Paper ID: 1147
Title: Submodular Optimization with Submodular Cover and Submodular Knapsack Constraints
Reviews

Submitted by Assigned_Reviewer_4

Q1: Comments to author(s). First provide a summary of the paper, and then address the following criteria: Quality, clarity, originality and significance. (For detailed reviewing guidelines, see http://nips.cc/PaperInformation/ReviewerInstructions)
I will refer only to extended version (supplement).

The paper considers two related discrete optimization problems:

min f(X) s.t. g(X)>=c

max g(X) s.t. f(X)<=b

where f and g are submodular set functions. These problems generalize
many problems from submdular optimization, which were treated inthe
literature before.


Contributions:

It is shown that the two problems are polytime reducible to each
other, even in approximation. For this reason, they are called
"dual" to each other.

A majorize-minimize (MM) meta-algorithm is proposed for both problems,
in which f and/or g are replaced by simpler surrogate functions, which
are majorants/minorants of the original functions tight at current
optimum.
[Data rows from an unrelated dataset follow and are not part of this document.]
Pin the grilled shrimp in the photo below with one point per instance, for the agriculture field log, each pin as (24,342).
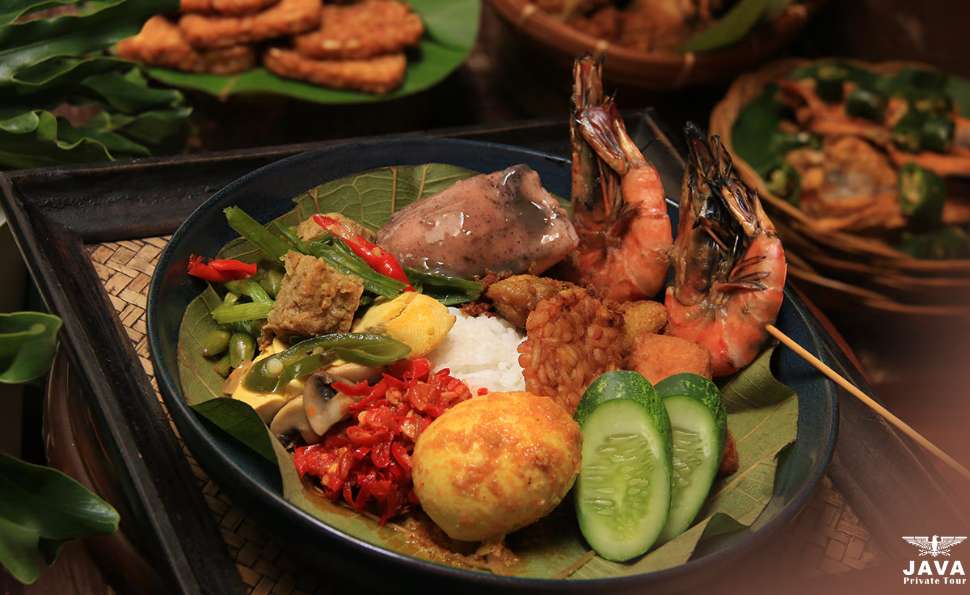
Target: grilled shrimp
(729,264)
(624,231)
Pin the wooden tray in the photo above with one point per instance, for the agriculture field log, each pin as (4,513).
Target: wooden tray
(90,236)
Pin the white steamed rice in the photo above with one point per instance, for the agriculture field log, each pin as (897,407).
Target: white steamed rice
(481,351)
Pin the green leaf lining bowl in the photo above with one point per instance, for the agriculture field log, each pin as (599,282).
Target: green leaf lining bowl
(255,484)
(451,27)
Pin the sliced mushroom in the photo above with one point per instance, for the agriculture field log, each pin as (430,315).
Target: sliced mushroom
(323,406)
(292,418)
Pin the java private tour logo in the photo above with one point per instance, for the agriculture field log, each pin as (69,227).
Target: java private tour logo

This is analogical to well-known difference-of-submodular
minimization problem and algorithm and to DC programming.

In particular, two types of these surrogates are considered: modular
functions and ellipsoidal approximations of the polymatroid polyhedron
[9]. The bounds these provide on the original submodular function are
yet refined using the notion of curvature of submodular function.

For both types of surrogates, the approximation bounds provided by the
MM algorithm are rigorously derived, being comparable or better than
the bounds known for the existing specialized algorithm for special
cases of both problems.

Furthermore, hardness results for the algorithm is derived. Precisely,
it is proved that no polytime algorithm can achieve a better
approximation than a certain guarantee. This guarantee is only
slightly better than the actual guarantee derived for the MM
algorithms.

The proposed algorithms were tested experimentally on real machine
learning problems (mid-size, no large-scale) with non-modular f and g.


Comments:

The paper is very rigorous, cleanly written and technically on high
level. The math is elegant and very clear (given complexity of the
topic). I have no major objections.

An obvious objection is that the experiments could be more
extensive. Eg, add a comparison with existing specialized algorithms,
add large-scale instances like cosegmentation [30]. But
the theoretical results are valuable per se.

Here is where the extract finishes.